Search code examples
javajsongziphttpresponsepacketbeat

Java decompress HTTP GZIP content from json attribute


We are working with packetbeat, a network packet analyzer tool to capture http requests and http responses. Packebeat persists this packet events in json format. The problem comes when the server supports gzip compression, packetbeat could not unzip content and save it directly the gzip content as json attribute. As you can see (Note: json has been simplified);

{
 {
     ... ,
     "content-type":"application/json;charset=UTF-8",
     "transfer-encoding":"chunked",
     "content-length":6347,
     "x-application-context":"proxy-service:pre,native:8080",
     "content-encoding":"gzip",
     "connection":"keep-alive",
     "date":"Mon, 18 Dec 2017 07:18:23 GMT"
 },
 "body": "\u001f\ufffd\u0008\u0000\u0000\u0000\u0000\u0000\u0000\u0003\ufffd]k\ufffd\u0014DZ\ufffd/\ufffdYI\ufffd#\ufffd*\ufffdo\ufffd\ufffd\ufffd\u0002\t\u0010^\ufffd\u001c\u000eE=\ufffd{\ufffdb\ufffd\ufffdE\ufffd\ufffdC\ufffd\ufffdf\ufffd,\ufffd\u003e\ufffd\ufffd\ufffd\u001ef\u001a\u0008\u0005\ufffd\ufffdg\ufffd\ufffd\ufffdYYU\ufffd\ufffd;\ufffdoN\ufffd\ufffd\ufffdg\ufffd\u0011UdK\ufffd\u0015\u0015\ufffdo\u000eH\ufffd\u000c\u0015Iq\ndC\ufffd\ufffd\ufffd\ufffd\ufffd\ufffd\ufffd ... "
}

We are thinking in preprocess packet json files to unzip content. Could someone tell me what i need to decompress zipped "body" json attribute using java?


Solution

  • Your data is irrecoverably broken. Generally I would suggest using Base64 encoding for transferring binary data packed into JSON, but you can read about possible alternatives in Binary Data in JSON String. Something better than Base64 if you like experimenting.
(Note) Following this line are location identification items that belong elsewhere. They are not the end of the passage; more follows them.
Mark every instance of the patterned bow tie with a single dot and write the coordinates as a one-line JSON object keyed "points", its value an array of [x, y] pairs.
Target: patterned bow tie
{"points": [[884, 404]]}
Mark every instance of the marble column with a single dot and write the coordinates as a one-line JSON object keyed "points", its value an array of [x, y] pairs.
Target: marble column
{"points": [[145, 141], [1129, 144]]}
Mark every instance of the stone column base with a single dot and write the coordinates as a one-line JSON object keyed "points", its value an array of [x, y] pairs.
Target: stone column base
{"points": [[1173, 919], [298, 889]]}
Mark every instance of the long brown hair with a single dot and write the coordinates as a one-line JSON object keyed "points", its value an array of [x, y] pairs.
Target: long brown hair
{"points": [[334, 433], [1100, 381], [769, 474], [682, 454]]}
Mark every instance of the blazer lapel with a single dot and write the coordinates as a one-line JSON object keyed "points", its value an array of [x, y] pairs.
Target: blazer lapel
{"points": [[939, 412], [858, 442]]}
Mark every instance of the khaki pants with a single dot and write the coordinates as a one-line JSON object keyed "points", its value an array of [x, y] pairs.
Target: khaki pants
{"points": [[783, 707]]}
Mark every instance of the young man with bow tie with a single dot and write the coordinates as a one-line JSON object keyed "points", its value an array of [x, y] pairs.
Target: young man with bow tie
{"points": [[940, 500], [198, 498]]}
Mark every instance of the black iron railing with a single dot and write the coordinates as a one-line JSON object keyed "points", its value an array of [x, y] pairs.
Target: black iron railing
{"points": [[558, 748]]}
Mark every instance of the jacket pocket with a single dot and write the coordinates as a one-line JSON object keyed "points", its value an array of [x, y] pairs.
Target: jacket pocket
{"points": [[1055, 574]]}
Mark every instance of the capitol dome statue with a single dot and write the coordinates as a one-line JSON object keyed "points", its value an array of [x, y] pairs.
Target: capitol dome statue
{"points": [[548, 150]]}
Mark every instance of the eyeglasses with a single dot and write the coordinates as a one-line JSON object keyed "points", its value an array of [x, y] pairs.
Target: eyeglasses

    Otherwise, in theory you could just use a variant of String.getBytes() to get an array of bytes, and wrap the result into the mentioned (in the other answer) streams:

    byte bodyBytes[]=body.getBytes();
    ByteArrayInputStream bais=new ByteArrayInputStream(bodyBytes);
    GZipInputStream gis=new GZipInputStream(bais);
    <do something with gis here, perhaps use an additional DataInputStream>
    

    Apart from the String-thing (which is usually not a good idea), this is how you unpack a gzip-compressed array of bytes.
    However valid gzip data starts with a magic number 0x1F,0x8B (see Wikipedia, or you can also dig up the actual specification). Your data starts with 0x1F (the \u001F part), but continues with a \ufffd Unicode character, which a replacement character (see Wikipedia again).
    Some tool was encoding the binary data and did not like the 0x8B, most probably because it was >=0x80. If you further read in your JSON, there are many \ufffd-s in it, all values above (or equal to) 0x80 have been replaced with this. So the data at the moment is irrecoverably broken even if JSON would support raw binary data inside (but it does not).